# Pinnacle Studio 11 vs Adobe Premiere Pro CS3



## SVTCobraLTD (Nov 18, 2007)

I am looking at using one of these to edit a movie I have been filming. I am trying to get input on which everyone likes more for editing movies. I am willing to spend up to $200 for software. If there are other suggestions for programs I am open to them too. Adobe seems to have their stuff together but I am use to Pinnacle because I have been using Studio 9 for awhile now. Thanks in advance.


----------



## fairnooks (Oct 1, 2007)

Studio 11 (12 due out shortly) is much better than Studio 9. Although it still crashes unexpectedly on occasion there is a very nice recovery routine built in which usualy returns to the point or almost to the point at which the crash occured. Of course it would be better if they didn't NEED the crash recovery module but, maybe 12? The same great features are there in 11, namely good scene recognition and global clip adjustment.

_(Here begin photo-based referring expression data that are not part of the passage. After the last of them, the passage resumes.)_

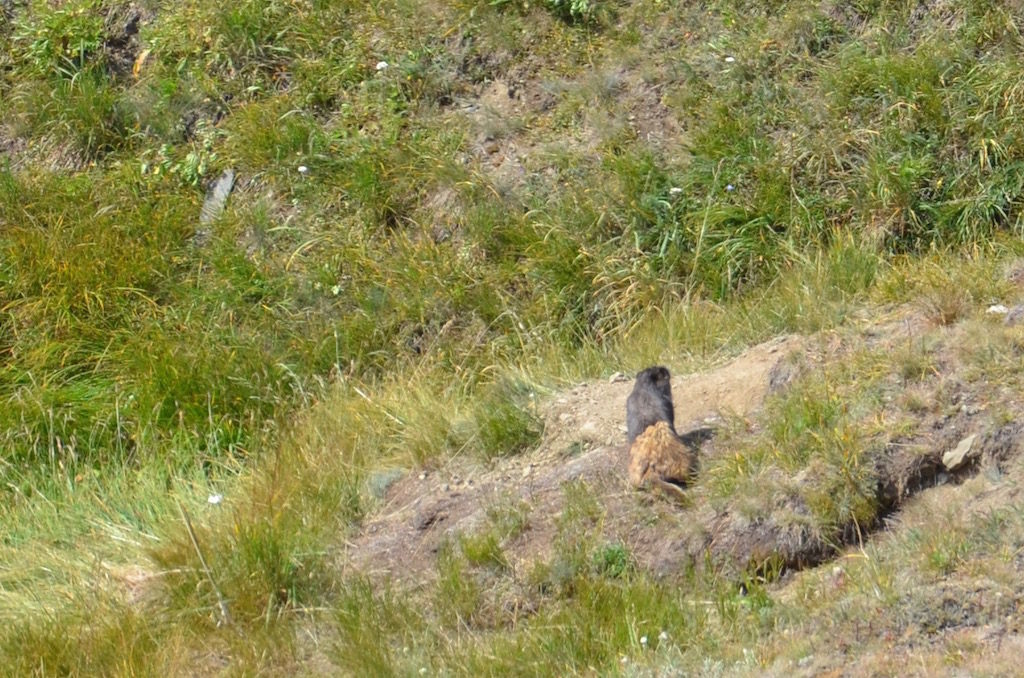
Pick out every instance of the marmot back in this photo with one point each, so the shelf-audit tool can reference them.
(649, 403)
(658, 458)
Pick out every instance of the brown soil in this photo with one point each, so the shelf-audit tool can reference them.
(584, 441)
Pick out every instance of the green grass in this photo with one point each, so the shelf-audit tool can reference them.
(696, 179)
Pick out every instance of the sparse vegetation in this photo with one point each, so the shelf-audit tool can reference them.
(444, 213)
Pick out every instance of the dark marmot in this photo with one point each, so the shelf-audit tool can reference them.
(658, 458)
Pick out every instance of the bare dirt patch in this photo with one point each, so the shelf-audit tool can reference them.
(584, 442)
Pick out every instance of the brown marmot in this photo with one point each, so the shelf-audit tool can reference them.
(658, 458)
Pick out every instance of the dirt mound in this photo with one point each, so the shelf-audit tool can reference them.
(584, 441)
(584, 447)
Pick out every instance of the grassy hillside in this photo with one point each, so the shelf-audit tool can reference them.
(443, 213)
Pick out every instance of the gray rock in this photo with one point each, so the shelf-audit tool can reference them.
(1015, 315)
(954, 458)
(213, 206)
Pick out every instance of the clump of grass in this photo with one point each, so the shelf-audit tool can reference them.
(506, 423)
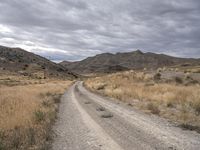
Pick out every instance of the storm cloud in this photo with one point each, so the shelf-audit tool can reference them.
(76, 29)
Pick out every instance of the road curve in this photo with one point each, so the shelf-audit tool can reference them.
(87, 121)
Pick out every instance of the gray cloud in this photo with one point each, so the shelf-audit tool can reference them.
(75, 29)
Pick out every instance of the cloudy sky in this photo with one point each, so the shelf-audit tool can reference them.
(75, 29)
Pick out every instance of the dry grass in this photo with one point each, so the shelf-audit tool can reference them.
(174, 101)
(27, 112)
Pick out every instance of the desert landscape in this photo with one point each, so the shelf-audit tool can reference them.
(99, 75)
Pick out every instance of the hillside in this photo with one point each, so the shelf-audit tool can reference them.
(107, 62)
(22, 62)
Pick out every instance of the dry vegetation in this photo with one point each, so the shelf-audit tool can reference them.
(173, 98)
(27, 110)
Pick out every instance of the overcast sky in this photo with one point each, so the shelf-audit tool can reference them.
(75, 29)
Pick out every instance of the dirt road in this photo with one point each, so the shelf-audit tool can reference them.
(87, 121)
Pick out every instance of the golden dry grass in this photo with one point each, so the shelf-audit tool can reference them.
(27, 112)
(171, 100)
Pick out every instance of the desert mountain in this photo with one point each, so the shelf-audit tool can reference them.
(20, 61)
(108, 62)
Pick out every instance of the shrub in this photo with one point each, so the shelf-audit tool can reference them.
(178, 80)
(157, 76)
(196, 106)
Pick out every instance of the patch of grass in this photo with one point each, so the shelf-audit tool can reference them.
(190, 127)
(142, 89)
(26, 117)
(87, 102)
(107, 115)
(100, 108)
(39, 116)
(153, 108)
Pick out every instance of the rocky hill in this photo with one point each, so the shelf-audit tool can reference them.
(107, 62)
(22, 62)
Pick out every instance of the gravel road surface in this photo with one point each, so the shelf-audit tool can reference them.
(87, 121)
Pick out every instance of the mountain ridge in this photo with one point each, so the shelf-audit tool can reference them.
(23, 62)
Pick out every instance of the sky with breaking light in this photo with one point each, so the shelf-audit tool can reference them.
(75, 29)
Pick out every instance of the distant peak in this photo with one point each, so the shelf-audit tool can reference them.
(138, 52)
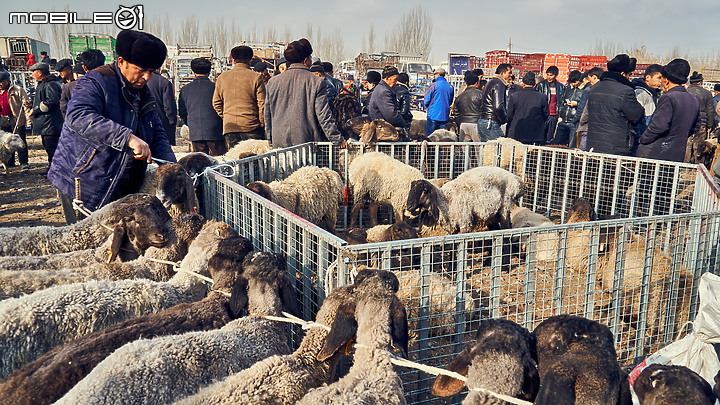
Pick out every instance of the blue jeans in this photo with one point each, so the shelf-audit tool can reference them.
(432, 125)
(489, 130)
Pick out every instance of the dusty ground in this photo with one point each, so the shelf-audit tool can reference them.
(26, 196)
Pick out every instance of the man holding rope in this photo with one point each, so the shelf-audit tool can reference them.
(111, 129)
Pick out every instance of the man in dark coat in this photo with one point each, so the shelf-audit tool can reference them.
(527, 112)
(197, 112)
(383, 105)
(111, 129)
(675, 118)
(164, 94)
(613, 109)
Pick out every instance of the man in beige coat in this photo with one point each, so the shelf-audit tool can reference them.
(239, 99)
(14, 114)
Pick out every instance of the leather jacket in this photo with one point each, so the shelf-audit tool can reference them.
(493, 101)
(467, 106)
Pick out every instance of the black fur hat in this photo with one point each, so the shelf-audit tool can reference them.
(677, 71)
(141, 48)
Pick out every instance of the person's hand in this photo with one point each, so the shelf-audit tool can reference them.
(140, 148)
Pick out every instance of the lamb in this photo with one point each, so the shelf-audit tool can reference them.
(669, 385)
(33, 324)
(61, 368)
(576, 362)
(378, 177)
(380, 322)
(479, 197)
(165, 369)
(138, 217)
(502, 359)
(311, 192)
(286, 379)
(9, 144)
(27, 274)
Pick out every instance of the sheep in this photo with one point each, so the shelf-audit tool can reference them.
(379, 322)
(481, 196)
(286, 379)
(64, 366)
(502, 359)
(168, 368)
(311, 192)
(576, 362)
(378, 177)
(33, 324)
(669, 385)
(138, 217)
(9, 144)
(27, 274)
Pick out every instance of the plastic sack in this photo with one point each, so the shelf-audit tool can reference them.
(695, 351)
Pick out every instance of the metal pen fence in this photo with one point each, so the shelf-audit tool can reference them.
(637, 275)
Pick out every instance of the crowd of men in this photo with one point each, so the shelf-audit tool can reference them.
(101, 124)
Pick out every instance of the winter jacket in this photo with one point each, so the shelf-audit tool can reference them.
(404, 100)
(384, 106)
(46, 116)
(438, 98)
(613, 110)
(92, 155)
(527, 113)
(164, 94)
(239, 99)
(544, 88)
(467, 106)
(707, 107)
(196, 110)
(566, 112)
(676, 118)
(493, 105)
(296, 109)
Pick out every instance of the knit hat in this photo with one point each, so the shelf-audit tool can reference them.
(676, 71)
(298, 51)
(696, 77)
(529, 79)
(141, 48)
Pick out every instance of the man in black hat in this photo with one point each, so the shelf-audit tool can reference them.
(676, 117)
(613, 109)
(383, 104)
(111, 130)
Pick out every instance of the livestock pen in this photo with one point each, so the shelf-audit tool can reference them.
(635, 269)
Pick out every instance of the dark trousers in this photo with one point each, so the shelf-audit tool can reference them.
(232, 138)
(212, 148)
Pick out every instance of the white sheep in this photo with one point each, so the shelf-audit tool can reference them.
(139, 217)
(480, 197)
(9, 144)
(168, 368)
(311, 192)
(286, 379)
(381, 323)
(378, 177)
(33, 324)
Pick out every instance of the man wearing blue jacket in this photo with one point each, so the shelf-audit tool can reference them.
(112, 128)
(438, 98)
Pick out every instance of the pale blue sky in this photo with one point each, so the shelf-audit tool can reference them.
(547, 26)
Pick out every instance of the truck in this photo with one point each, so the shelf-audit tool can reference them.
(14, 51)
(79, 43)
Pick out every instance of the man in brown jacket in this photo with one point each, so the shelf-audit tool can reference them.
(239, 99)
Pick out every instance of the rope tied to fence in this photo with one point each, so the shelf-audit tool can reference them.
(289, 318)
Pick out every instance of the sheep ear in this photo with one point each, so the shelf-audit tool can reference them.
(117, 239)
(398, 326)
(342, 331)
(445, 386)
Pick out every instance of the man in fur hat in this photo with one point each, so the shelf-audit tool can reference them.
(111, 129)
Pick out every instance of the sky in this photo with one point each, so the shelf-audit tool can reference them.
(460, 26)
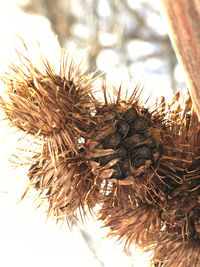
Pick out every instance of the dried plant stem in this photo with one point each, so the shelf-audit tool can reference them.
(183, 18)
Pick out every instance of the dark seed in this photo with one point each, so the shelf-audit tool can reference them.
(150, 141)
(123, 128)
(113, 141)
(133, 141)
(130, 114)
(138, 162)
(117, 171)
(141, 152)
(140, 124)
(120, 153)
(125, 165)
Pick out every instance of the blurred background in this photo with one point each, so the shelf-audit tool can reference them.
(127, 41)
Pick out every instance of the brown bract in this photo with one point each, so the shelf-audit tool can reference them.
(139, 163)
(55, 107)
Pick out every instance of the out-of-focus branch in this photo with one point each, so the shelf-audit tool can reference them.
(183, 18)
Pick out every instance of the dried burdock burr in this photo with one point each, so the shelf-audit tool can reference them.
(140, 163)
(53, 106)
(169, 225)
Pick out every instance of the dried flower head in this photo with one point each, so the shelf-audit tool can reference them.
(53, 106)
(140, 164)
(169, 226)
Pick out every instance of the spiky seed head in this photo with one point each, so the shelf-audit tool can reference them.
(53, 106)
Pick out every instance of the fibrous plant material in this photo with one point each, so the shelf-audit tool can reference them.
(169, 226)
(140, 163)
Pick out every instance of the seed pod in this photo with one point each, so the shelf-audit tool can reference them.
(123, 127)
(140, 124)
(130, 114)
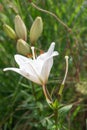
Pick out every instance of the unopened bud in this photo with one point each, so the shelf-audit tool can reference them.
(20, 28)
(23, 47)
(36, 30)
(9, 31)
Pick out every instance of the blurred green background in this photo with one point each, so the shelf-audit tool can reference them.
(22, 104)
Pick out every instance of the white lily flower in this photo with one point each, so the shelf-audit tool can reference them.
(36, 70)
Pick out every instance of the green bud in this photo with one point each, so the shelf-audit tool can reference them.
(20, 28)
(36, 29)
(23, 47)
(9, 31)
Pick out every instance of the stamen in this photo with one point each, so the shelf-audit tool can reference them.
(33, 53)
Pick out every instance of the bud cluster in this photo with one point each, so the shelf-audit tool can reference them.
(20, 33)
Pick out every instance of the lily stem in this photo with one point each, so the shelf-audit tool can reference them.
(47, 95)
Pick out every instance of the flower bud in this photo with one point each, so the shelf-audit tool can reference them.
(20, 28)
(22, 47)
(36, 30)
(9, 31)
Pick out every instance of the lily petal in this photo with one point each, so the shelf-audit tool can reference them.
(24, 74)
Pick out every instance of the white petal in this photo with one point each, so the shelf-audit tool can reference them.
(26, 75)
(46, 69)
(51, 49)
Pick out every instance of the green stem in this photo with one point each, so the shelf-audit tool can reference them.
(52, 14)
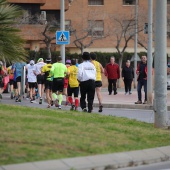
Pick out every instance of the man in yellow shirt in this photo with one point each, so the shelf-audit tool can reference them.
(48, 81)
(98, 82)
(73, 85)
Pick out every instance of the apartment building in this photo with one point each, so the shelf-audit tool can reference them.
(35, 17)
(103, 22)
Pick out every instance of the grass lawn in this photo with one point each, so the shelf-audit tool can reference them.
(30, 134)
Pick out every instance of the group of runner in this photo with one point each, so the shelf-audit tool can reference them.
(56, 80)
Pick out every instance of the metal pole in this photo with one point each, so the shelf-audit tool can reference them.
(136, 42)
(149, 60)
(160, 102)
(62, 27)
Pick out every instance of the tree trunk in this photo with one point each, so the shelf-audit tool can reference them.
(120, 66)
(48, 49)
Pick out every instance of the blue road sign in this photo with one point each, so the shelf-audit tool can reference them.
(62, 37)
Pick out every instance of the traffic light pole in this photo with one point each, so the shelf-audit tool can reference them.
(160, 60)
(136, 43)
(149, 58)
(62, 28)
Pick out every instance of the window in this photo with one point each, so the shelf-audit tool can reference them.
(129, 2)
(95, 2)
(96, 28)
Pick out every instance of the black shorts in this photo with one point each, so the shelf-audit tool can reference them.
(73, 90)
(58, 84)
(1, 84)
(40, 79)
(48, 85)
(18, 79)
(31, 85)
(98, 83)
(11, 82)
(15, 85)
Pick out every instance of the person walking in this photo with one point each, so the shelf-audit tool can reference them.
(48, 81)
(18, 68)
(112, 72)
(86, 76)
(98, 82)
(68, 63)
(127, 76)
(32, 79)
(73, 85)
(142, 79)
(59, 71)
(40, 78)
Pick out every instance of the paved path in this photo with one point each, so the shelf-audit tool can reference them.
(99, 162)
(121, 106)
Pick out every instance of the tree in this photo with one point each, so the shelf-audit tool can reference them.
(94, 30)
(11, 43)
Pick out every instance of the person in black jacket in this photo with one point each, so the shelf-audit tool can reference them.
(127, 75)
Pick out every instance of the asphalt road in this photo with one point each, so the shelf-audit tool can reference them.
(140, 115)
(156, 166)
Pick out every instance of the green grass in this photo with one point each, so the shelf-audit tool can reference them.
(30, 134)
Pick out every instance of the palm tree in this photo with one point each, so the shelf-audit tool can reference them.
(11, 43)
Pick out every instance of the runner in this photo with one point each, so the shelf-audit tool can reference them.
(58, 71)
(73, 86)
(3, 73)
(48, 81)
(11, 80)
(98, 82)
(31, 70)
(18, 68)
(68, 63)
(40, 78)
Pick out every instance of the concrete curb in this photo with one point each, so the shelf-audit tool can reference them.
(99, 162)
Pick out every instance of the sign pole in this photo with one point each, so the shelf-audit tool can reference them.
(136, 43)
(160, 60)
(62, 28)
(149, 60)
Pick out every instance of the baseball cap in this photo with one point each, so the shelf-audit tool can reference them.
(32, 62)
(68, 61)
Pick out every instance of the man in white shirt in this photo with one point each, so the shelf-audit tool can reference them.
(31, 78)
(86, 76)
(40, 78)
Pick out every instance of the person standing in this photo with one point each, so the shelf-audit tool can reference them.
(31, 75)
(142, 79)
(48, 81)
(98, 82)
(18, 68)
(68, 63)
(86, 76)
(59, 71)
(112, 72)
(73, 85)
(40, 78)
(127, 76)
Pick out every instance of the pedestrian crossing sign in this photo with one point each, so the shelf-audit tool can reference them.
(62, 37)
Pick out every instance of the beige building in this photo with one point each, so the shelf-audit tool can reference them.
(106, 21)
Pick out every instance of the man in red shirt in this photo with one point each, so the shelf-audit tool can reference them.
(112, 72)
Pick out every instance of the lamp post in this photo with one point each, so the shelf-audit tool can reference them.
(149, 60)
(62, 28)
(136, 42)
(160, 60)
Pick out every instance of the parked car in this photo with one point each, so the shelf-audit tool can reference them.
(6, 84)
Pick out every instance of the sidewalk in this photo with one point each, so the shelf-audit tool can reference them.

Still a bit weak on audio adjustment and multiple tracks of either audio or video.

For the up to $200 price range I assume you actually mean Premiere Elements and not Pro, which is $800. I have Elements 3 so I can't speak for 4 but its extremely stable and has a good layout for applying adjustments and making a menued DVD. There is no automated scene recognition though so it works best if the video clips don't need a lot of cutting and clipping and adjustments can only be made on a per cut or scene basis so again it works better when there are fewer clips to adjust in the project. Strong on multiple tracks of both audio and video.


----------